Indian Oil Corporation expects Iran to invest in the expansion of its refinery in Chennai despite US sanctions.
“They (Iran) have said they want to participate and I think they should be able to invest,” IOC chairman Sanjiv Singh told reporters here on Wednesday.
IOC plans to pull down the refinery at Nagapattinam of its subsidiary Chennai Petroleum Corp Ltd that has an annual capacity of a million tonnes and build a new one of nine times capacity in six years. National Iranian Oil Co (NIOC), which holds a 15.4 per cent stake in Chennai Petroleum, is keen to participate in the expansion project.
Iran’s involvement came under cloud following the US sanction on the Islamic nation that forced New Delhi to cut its oil imports from Iran.The IOC chairman’s comments come a few days after India exempted rupee payments to NIOC for crude oil from withholding tax.
The exemption will allow Indian refiners to settle about $1.5 billion of outstanding payments to NIOC in rupees. It is expected the payments could help Iran invest in Indian projects, particularly in the expansion of Chennai Petroleum.

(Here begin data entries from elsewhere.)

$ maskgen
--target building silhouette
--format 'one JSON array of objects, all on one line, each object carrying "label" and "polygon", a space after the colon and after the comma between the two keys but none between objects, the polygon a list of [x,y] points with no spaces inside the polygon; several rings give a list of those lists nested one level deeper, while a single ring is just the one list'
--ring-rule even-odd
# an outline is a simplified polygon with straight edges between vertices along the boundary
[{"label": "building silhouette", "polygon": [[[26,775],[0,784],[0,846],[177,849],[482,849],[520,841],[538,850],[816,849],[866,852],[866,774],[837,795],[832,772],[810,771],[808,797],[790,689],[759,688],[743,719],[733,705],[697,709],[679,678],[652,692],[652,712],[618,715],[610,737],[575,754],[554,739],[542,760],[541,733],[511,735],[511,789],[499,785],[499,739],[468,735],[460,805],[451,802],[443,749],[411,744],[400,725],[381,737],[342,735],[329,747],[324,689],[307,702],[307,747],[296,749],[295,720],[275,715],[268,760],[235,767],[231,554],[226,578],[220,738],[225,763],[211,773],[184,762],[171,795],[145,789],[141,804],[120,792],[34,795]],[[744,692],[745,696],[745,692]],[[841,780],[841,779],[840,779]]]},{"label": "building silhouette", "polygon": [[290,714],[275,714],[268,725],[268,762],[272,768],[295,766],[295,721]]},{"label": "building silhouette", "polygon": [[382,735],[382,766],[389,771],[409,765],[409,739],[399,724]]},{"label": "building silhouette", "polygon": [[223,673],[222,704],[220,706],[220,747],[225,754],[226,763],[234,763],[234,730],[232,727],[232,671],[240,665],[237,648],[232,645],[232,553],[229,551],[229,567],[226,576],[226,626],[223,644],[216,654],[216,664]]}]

After the US reimposed sanctions against Iran beginning November, India is paying its third-largest crude oil supplier in rupees that are being made into a Uco bank account of the Iranian refiner.
The government has allowed NIOC to use the money it gets in the Uco account to pay for commodities Iran buys from India as well as for direct investment in Indian projects. Naftiran Intertrade, the Swiss subsidiary of NIOC, holds a 15.4 per cent stake in Chennai Petroleum. IOC holds a 51.89 per cent stake.
The expansion was to originally cost Rs 27,460 crore but is now estimated to cost Rs 35,698 crore. Officials said, CPCL plans to achieve financial closure of the refinery expansion in 2019. It also plans to build a petrochemicals plant of about 475,000 tonnes per annum capacity.